Back by popular demand

Due to an uptick in requests for new blog posts, (I mean, it's only been like, two years) I'm starting this thing up again. You could say I'm starting 'from scratch', but that would only be true in one sense.

Back to the point- this post is on 'From Scratch' but I'm going in a new direction. In the past two years, and perhaps even longer than that, I've realized that sustainability and environmentalism isn't reading or writing an article, or recycling, it's a way of life. It's an adaption of a mindset and habits. Thus, I'd like to focus my blog on a new concept- I propose "One/Day" or "One a Day", like the women's vitamin, but not in vitamin form. I'm going to post at least one new thing I learn, discover, re-learn, or just want to share with you guys. There will be less of an emphasis on sustainability or green-ness, and more of an emphasis on a life pro tip to share. Less pressure = more creativity, right? 

My first "One a Day" (work in progress title) will be my recent discovery of this little life saver I was shown the other day on my bike:

These little screws are called "front fork rack braze-ons." They're on both sides of the fork and are designed to be utilized when installing a front rack. I have the Mercier Kilo-TT bike (I couldn't find a picture of it with the front fork rack braze-ons) but I don't have a front rack, just a rear, so these screws instead act as emergency screws. And this is the life pro tip: I just recently used the two screws as replacements for the two that fell off my rear rack. What a relief- I didn't even realize they were loose until they were gone!

Have you checked on your rear or front rack lately? Tighten those screws and while you're there, check if your bike has front fork braze-ons aka your emergency screws.

Over and out for today.



  1. Most rack and waterbottle screws are standard M5 screws. Your LBS should have a ton if you ever need spares. It's a good idea to put a threadlocker on them, and if you have the room, use overly long screws on the rack with locknuts on the back for extra security.

    1. Thanks for the tips, Pete! One of my coworkers who is a bike enthusiast ended up sharing a bunch of his extra screws with me, as it turned out that I needed a much longer screw! (lol)

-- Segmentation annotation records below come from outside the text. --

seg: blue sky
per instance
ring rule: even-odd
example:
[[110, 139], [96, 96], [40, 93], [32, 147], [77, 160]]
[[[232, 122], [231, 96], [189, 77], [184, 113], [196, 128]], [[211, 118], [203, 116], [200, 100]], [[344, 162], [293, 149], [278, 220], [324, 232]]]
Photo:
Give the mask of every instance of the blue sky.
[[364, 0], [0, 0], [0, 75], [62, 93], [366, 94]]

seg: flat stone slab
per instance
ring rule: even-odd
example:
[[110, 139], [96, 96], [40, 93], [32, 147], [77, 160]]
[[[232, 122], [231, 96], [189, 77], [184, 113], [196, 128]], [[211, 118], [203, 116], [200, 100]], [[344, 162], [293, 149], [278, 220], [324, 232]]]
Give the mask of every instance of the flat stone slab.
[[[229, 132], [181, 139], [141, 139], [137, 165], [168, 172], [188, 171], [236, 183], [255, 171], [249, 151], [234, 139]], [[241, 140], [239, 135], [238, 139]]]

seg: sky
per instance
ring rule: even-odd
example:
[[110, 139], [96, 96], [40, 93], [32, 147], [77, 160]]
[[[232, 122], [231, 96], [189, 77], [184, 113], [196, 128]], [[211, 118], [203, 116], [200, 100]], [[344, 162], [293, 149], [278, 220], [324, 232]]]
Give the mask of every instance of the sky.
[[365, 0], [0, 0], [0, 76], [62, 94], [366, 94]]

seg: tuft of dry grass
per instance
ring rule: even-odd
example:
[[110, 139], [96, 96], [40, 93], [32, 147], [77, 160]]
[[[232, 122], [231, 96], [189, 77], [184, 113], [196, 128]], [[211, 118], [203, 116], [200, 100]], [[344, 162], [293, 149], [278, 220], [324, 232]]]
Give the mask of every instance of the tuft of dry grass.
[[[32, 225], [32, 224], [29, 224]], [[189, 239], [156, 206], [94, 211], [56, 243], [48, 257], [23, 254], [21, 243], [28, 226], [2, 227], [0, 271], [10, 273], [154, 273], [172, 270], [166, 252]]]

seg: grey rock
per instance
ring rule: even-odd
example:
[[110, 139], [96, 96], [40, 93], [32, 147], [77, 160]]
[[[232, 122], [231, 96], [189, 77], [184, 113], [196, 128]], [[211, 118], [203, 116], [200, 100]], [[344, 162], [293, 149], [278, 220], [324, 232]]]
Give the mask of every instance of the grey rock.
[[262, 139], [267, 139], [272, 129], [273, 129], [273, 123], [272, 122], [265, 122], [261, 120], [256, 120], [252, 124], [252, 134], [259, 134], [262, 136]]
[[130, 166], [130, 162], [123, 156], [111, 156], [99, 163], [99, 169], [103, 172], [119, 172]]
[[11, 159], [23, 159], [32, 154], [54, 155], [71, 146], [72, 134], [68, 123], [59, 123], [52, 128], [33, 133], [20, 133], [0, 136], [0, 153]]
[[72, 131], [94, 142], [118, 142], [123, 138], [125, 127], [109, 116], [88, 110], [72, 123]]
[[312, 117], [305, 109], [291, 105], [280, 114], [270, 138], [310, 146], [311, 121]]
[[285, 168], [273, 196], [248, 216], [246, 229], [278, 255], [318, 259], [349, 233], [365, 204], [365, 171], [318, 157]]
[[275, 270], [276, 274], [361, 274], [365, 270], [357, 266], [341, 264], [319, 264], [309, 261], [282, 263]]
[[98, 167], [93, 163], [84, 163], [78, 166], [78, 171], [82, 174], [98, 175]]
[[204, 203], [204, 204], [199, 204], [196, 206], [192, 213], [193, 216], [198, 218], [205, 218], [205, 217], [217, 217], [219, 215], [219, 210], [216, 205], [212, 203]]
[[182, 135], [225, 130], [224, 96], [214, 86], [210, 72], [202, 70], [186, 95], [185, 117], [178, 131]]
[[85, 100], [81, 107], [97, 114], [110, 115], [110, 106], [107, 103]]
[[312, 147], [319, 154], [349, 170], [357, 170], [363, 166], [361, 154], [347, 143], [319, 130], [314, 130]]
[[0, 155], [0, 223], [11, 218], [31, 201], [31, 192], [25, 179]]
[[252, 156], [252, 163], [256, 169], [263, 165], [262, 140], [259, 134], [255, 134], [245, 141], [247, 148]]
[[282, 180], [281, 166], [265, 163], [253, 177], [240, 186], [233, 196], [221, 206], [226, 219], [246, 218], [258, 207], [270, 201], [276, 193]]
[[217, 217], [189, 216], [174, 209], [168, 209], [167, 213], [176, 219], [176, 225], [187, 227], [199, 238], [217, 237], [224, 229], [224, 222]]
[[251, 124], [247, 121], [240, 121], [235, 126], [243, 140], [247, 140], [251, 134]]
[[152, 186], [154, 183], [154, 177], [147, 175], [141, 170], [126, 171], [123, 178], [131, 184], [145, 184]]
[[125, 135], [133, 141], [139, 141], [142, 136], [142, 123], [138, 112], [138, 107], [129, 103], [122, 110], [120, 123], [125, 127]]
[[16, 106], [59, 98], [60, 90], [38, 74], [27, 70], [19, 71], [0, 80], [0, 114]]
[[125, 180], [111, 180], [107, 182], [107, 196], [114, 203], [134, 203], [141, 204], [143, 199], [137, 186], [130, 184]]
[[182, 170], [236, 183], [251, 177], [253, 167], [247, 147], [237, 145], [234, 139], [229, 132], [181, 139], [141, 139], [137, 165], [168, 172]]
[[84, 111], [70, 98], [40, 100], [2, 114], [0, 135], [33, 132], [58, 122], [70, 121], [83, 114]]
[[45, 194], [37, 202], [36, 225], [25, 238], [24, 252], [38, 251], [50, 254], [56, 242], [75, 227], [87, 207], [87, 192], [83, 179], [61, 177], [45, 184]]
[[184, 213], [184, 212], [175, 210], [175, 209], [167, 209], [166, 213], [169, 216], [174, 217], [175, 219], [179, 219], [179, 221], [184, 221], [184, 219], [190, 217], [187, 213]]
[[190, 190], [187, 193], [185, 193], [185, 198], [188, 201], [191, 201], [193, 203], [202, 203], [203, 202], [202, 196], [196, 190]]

      So the issue that comes up with me in terms of bike maintenance, is that bike shops are typically open 9am-6pm, basically my work hours, so I never really get a chance to go to a shop for basic needs. Instead I go to my coworker, or a bike pro friend. Also, I am hesitant to put a threadlocker on the screws for my rack because what if I want to upgrade my rack one day, or get rid of the extra weight altogether?